11. Always make sure no rocks etc get in the conduit during installation. They'll cause more trouble than you thought possible so keep them out. Always look inside before gluing. 
As for your driveway, I'd be putting in 2 conduits. One orange (electrical) and one white (communications). 50mm should do but go larger if you can afford it and want to be sure. There's unlikely to be any benefit in going above 80mm however.  
I'd also install an empty water pipe (nice big one) if there's any chance that you'll want to run a sprinkler system etc pipe through later. Also put in a gas pipe with both ends capped if there's a chance that you'll need it sometime.  *Make sure the location of the empty conduits / pipes can be identified somehow.* There's hundreds if not thousands of km of "lost" conduit under the streets and you don't want that in your driveway. Memory is useless when you're digging to find it - mark it somehow in a way that can't be erased. 
Note for others reading this - bitumen (hot mix) and plastic conduits are not a good combination. Use steel if it's going to get hot during construction works as plastic will melt and make the conduit useless.

----------


## Ivan in Oz

No mention has been made as to what distance the run is. 
ALSO,
Thake Digital photographs of *EVERYTHING*
Very useful when it comes time to remember What went WHERE :Confused:  
The problem is :Redface:  
" Where did I save the Photos to? " :Rolleyes:

----------


## AV Elec

Ensure you draw a plan to scale of the locations of everything.

----------


## Barry_White

> No mention has been made as to what distance the run is.

  
Ivan 
In the first post he said the run is 15 metres.

----------


## Ivan in Oz

15 M Whoops!
Sorry ppl :Redface:  
BUT,
I could push the Old Electrical Snake at work that distance EASILY!
I wouldn't bother with a Pullthrough.

----------


## rrich

Thinking about it and referencing American standards... 
Nothing smaller than 50mm.
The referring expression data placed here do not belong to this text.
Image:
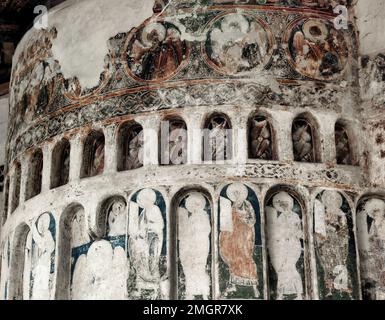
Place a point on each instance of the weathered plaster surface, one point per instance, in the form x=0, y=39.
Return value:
x=243, y=213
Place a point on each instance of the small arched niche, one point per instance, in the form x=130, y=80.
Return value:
x=217, y=138
x=16, y=188
x=193, y=235
x=5, y=253
x=6, y=202
x=60, y=168
x=305, y=138
x=130, y=146
x=17, y=280
x=173, y=141
x=261, y=138
x=344, y=145
x=35, y=171
x=287, y=254
x=93, y=155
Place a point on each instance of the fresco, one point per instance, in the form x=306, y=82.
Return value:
x=260, y=139
x=238, y=43
x=5, y=269
x=147, y=246
x=303, y=141
x=371, y=238
x=285, y=243
x=194, y=247
x=335, y=247
x=42, y=259
x=217, y=139
x=156, y=51
x=93, y=280
x=240, y=244
x=317, y=49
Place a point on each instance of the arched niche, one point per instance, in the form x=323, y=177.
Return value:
x=345, y=154
x=93, y=155
x=5, y=268
x=130, y=146
x=73, y=238
x=371, y=244
x=17, y=262
x=306, y=139
x=148, y=246
x=286, y=244
x=15, y=201
x=35, y=172
x=335, y=247
x=192, y=238
x=173, y=144
x=240, y=244
x=261, y=138
x=217, y=138
x=6, y=202
x=39, y=259
x=60, y=168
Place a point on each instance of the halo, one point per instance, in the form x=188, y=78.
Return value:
x=235, y=19
x=373, y=204
x=332, y=197
x=282, y=196
x=310, y=25
x=145, y=197
x=195, y=201
x=147, y=30
x=44, y=220
x=237, y=192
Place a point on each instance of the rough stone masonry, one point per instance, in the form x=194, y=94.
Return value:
x=270, y=183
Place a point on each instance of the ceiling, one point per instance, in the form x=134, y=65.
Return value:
x=16, y=17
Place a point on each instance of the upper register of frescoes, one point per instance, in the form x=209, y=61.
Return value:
x=171, y=51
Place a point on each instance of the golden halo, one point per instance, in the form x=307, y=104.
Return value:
x=315, y=31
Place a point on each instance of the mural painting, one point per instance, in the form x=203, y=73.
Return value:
x=335, y=247
x=147, y=246
x=93, y=280
x=285, y=243
x=371, y=238
x=240, y=244
x=156, y=52
x=317, y=49
x=194, y=247
x=41, y=263
x=238, y=43
x=5, y=269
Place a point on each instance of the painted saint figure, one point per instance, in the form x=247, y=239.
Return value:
x=5, y=268
x=237, y=43
x=371, y=227
x=284, y=246
x=107, y=280
x=194, y=229
x=303, y=144
x=260, y=139
x=102, y=273
x=157, y=51
x=219, y=144
x=332, y=242
x=145, y=230
x=237, y=238
x=318, y=50
x=43, y=247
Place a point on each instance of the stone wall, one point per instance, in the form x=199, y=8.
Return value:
x=294, y=208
The wire required to get 100 amps through is a snug fit in 50mm conduit. When I added a sub breaker panel in the garage, the contractor had one H*** or a time feeding the wire through about 6 feet of conduit. 
The thickness of the driveway (100mm) seems to be a bit thin to me. When we did ours I had 150mm poured, using fiber concrete and over a 300mm grid of 9mm rebar. But my truck (F-250) weighs almost 3400kg and is always parked in the driveway. 
I would bury the conduit at least 300mm below the bottom of the driveway concrete. Back fill the trench with sand. Cover the ends of the conduit with caps and tape them in place. 
As mentioned above, a single picture is worth a thousand words. 
Two conduits are best, one for electricity and one for communications. If you think that you may need sprinklers on the other side of the driveway, put a supply pipe under the driveway. For the sprinklers, you'll only need one supply pipe as you can put valves on the other side of the driveway and run the control wires through the communications conduit.

----------


## jeremy

Thanks all for the answers.   
I bought some 'draw wire' from the electical wholesalers.  It is simply 1.25mm steel wire.  Is this fine?  I'm guessing rusting could be an issue... 
They (electrical store) said that I could use the orange conduit for either power or comms.  However I noticed on the optus specs they specify the white conduit.  Does this matter?  If they come to install would they refuse to do it just because it was orange? 
I've got the 'sweeping bends' for the 2 right angles I need to do.  These should be fine shouldn't they?  I don't need a pit as well??  
Thanks for your help,
Jeremy

----------


## MikeCollett

do you need one for water - i would probably need that here at some point along a driveway, i hate driving over hoses.
you got kids or grandkids? how about putting a bigger pipe, (not so big so they could get their head stuck, but big enough so they dont get an arm or leg stuck) angling down if it is possible, to run their cars through? my kids would goof on that.

----------


## thatirwinfella

<bumped> the search tool is your friend

----------